Vor dem eigenen Tor fehlte Mannheim einer, der mal aufgeräumt hätte. Das monierte auch Tom Kühnhackl, einer der Adler-Promis, nach dem ersten Drittel, aus dem der EHC als 2:0-Sieger hervorging. Andi Eder gelang das erste Münchner Tor (13.), „obwohl wir da fünf Mann vor dem Tor hatten“. Beim 2:0 gut eine Minute später fand Adam Brooks den Platz, um unbedrängt vor Mannheims Torhüter Felix Brückmann abzustauben. „Wir sind disconnected und müssen im zweiten Drittel als Fünf-Mann-Unit auftreten“, grollte Tom Kühnhackl – und formulierte als Vorsatz: „Zwei Gänge hochschalten.“

Ab da gewann die Partie an Intensität. „Weil jeder konsequent sein Spiel spielt, passiert nicht viel“, erklärte EHC-Verteidiger Konrad Abeltshauser das Geschehen der folgenden zwanzig Minuten, in denen keine Tore fielen. Dafür sorgte auf Münchner Seite Simon Wolf. Dem 20-Jährigen gewährte Trainer Max Kaltenhauser den zweiten DEL-Einsatz der jungen Karriere. Beim ersten gegen Köln hatte Wolf das Pech gehabt, eine sorglose Abwehr vor sich zu haben. Er musste sechs Gegentreffer hinnehmen, seitdem stand er mit der Fangquote von nur 82,1 Prozent in der Liga-Statistik.

Wolf fing einiges weg, aber nicht alles: In der 46. Minute flutschte ihm der Puck durch, den Marc Michaelis mit der Rückhand aus der Luft genommen hatte. 2:1. Das Mannheimer Drängen war stärker geworden, ein Solo von Plachta und ein Außennetzschuss von Kühnhackl waren die Vorboten.

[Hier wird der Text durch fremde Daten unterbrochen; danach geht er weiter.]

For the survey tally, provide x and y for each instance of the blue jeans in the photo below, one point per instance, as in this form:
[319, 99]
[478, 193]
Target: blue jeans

Das Match hatte nun wahren Ereignischarakter: Kris Bennett glich aus (47.), eine Minute später lag der EHC wieder vorne, weil Kastner die Wundervorlage von Tobi Rieder verwertete. Taro Hirose setzte den Adler-Angriffswellen einen weiteren Konter entgegen (54.), Mannheims hochbezahlter Trainer, Ex-NHL-Mann Dallas Eakins, glaubte dennoch an die Wende und nahm sechs Minuten vor Schluss seinen Tormann vom Eis. Schnell war die Scheibe zum 5:2 (Kastner) im leeren Netz. Eakins zog Brückmann zwei weitere Male – und Mannheim kam durch Fischbuch (58.) und Esposito (59.) auf 5:4 heran. Dass der EHC noch in Bedrängnis geriet, war ihm schon in Bremerhaven und Schwenningen passiert.